Lecture 2: Monte Carlo Integration
Rectangle Integration
Consider the rectangle rule for integration that you may be familiar with from standard calculus which estimates the area under a curve by dividing the area into many, evenly sized rectangles. We evaluate the function at, say, the left end of each rectangle, multiply by the width of the rectangle to compute its area, then sum up the area of all the rectangles. In the limit where the number of rectangles approaches infinity, we should have the exact value of the integral.
We can express this operation mathematically as: $$ \int_a^b f(x) \mathrm{d}x = \lim_{N \rightarrow \infty} \frac{b-a}{N} \sum_{i=0}^{N-1} f \left( a + i \left(\frac{b-a}{N} \right) \right) $$
Implementing this in code is also fairly straightforward:
import numpy as np
def f(x):
return 1 - np.sin(x)
def RectangleIntegrate(f: callable, a: float, b: float, N: int) -> float:
x = np.linspace(a, b, N)
y = f(x)
dx = (b - a) / N
return np.sum(y) * dx
RectangleIntegrate(f, 0, 2*np.pi, 1000)
This method can work fairly well as long as you have enough samples:
However, there are a few major draw backs with this method of integration. For one, if we do not have enough samples, we can have aliasing issues, as can be seen in this (albeit contrived) example:
And, even worse, the number of samples needed to get an accurate estimate scales with the power of the number of dimensions. So if you wanted an estimate for a function $f \in \mathbb{R}^5$, you would need $N^5$ samples compared to the $N$ samples necessary for a function $g \in \mathbb{R}^1$! So, is there another way that we can numerically evaluate an integral with fewer aliasing issues and better scaling with the number of dimensions?
Monte Carlo Integration
The core principle behind Monte Carlo integration is to choose random samples over the domain of the integral.
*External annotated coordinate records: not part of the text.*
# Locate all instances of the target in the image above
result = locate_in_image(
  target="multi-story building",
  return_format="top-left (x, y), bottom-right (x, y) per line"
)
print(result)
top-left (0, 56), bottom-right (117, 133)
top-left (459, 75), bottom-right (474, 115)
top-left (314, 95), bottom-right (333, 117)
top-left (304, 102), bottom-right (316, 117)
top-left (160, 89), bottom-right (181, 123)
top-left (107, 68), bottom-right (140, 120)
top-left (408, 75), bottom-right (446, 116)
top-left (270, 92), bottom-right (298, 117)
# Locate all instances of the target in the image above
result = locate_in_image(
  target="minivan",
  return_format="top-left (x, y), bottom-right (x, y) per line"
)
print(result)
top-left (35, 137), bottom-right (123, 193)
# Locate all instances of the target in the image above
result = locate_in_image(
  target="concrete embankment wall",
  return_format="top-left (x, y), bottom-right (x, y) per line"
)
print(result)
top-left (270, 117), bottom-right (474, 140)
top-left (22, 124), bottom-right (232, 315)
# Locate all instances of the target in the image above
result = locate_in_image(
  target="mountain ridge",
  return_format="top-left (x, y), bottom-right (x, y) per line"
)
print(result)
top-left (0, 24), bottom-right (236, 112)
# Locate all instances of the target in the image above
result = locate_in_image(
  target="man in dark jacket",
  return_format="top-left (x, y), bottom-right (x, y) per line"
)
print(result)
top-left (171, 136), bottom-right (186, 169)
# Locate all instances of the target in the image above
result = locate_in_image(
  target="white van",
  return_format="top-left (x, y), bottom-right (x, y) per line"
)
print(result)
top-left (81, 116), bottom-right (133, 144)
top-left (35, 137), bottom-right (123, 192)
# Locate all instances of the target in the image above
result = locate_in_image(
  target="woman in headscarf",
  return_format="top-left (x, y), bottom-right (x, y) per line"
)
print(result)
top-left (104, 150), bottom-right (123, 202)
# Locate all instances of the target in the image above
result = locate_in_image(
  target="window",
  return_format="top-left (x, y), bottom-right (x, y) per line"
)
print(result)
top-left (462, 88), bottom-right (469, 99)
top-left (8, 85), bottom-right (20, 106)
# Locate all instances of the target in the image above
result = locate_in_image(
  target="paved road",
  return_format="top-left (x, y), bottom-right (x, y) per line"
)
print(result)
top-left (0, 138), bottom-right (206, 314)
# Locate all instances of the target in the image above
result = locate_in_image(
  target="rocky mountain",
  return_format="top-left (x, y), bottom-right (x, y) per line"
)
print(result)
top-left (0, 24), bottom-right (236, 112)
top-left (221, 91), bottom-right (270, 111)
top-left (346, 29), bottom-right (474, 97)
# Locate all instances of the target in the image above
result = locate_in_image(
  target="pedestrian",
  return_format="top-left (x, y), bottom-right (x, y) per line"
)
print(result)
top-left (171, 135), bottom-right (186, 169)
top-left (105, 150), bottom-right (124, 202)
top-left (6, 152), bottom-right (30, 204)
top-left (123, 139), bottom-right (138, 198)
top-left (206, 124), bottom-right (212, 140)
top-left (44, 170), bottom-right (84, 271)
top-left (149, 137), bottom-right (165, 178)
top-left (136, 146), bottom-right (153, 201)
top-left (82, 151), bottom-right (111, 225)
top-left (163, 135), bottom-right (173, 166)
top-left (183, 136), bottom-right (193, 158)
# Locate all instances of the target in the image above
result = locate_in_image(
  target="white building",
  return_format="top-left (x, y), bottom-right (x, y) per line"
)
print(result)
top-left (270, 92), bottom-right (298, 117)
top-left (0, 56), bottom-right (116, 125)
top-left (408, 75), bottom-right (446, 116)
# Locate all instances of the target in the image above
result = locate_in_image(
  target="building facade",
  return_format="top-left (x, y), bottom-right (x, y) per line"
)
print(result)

And, since we’re dealing with random values, we need to take a step back and review some probability and statistics first.
Notation
- $\mathrm{X}$: a stochastic (i.e., random) variable
- $x$: an observation of $\mathrm{X}$ or a normal variable
- $p(x)$: the probability distribution function (PDF) which represents the probability of observing a sample $x$
- The integral of $p(x)$ over the domain must be 1, i.e., $\int_D p(x) dx = 1$
- The probability of observing any sample in the domain must be at least 0, i.e., $p(x) \geq 0$
- $\hat{I}$: our estimator (denoted as a capital letter with a hat)
Expected Value
The expected value of a random variable is simply the mean/average value you would expect after observing the random variable many times. It can be expressed as: \begin{align} \mathbb{E}[\mathrm{X}]_{\mathrm{X}\sim p} = \int x \ p(x) \ \mathrm{d}x \end{align}
which is saying that the expected value for a random variable $\mathrm{X}$ which is distributed with PDF $p$, is equal to the integral of $x \ p(x)$ (over the domain of $p$).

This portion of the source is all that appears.